1. Just when they were starting to live down their “Coke capital of the world” reputation…

  2. Joe

    Because “cocaine” isn’t retro enough.

  3. This must be what it’s like in Beverly Hiills–Brooklyn Decker photobombs all the time.

  4. “Hey 300! When’re ya gonna make another good movie?”

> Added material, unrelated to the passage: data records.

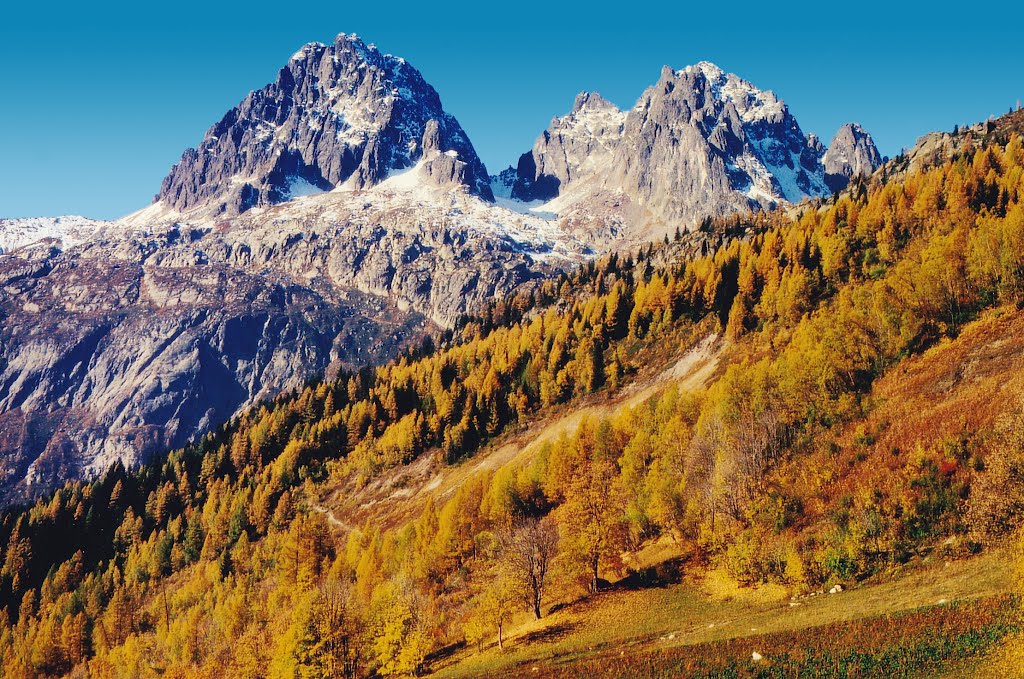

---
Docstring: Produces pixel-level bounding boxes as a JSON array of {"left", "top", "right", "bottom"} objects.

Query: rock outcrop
[
  {"left": 503, "top": 61, "right": 879, "bottom": 242},
  {"left": 821, "top": 123, "right": 882, "bottom": 193},
  {"left": 511, "top": 92, "right": 626, "bottom": 201},
  {"left": 157, "top": 34, "right": 492, "bottom": 215}
]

    • He doesn’t make movies anymore. His new career is showing up places where he thinks he might run across some paparazzi so they’ll take his picture and everyone will think he still makes movies.

  5. Jade

    Thank you, Gerard, for displaying to us exactly how far the mighty can fall.

  6. Joaquin ingles

    I knew Pablo Escobar’s death was faked.

  7. The Brown Streak

    That’s one way to attract a Lohan.

  8. SupaDupa

    He got so much “service” out there they gave him a t-shirt….Nice!

  9. Crissy

    That’s one happy customer!

  10. lily

    He has really aged himself with all the drugs

  11. Swearin

    Is this like how some people stump for Real California Cheese over the Wisconsin stuff? Except for cocaine, not cheese…although both taste great.

  12. journalschism

    “Hey, Gerry, come back! My sister’s mouth is still in the shape of your c*ck!”

  13. cc

    Oh good, the guy giving me a quote on a new deck finally showed up.

  14. El Jefe

    Colombia, how appropriate considering he is responsible for about 20% of their GDP.

  15. tlmck

    Not shown: The person run over by the silver SUV.

  16. I think the only thing on the wagon is the dirty needle he lost as he fell off.

  17. HawaiianZ

    “I bought 2 kilos and all I got was this free shirt!”

  18. Trustician

    That woman is a dealer who just realized all six of her kids are going to college.

  19. “I am one… wild and cur-azy guy…”

  20. dinosaurland

    Did he time travel? Because I swear that’s Kirsten Dunst circa 1999 in that SUV.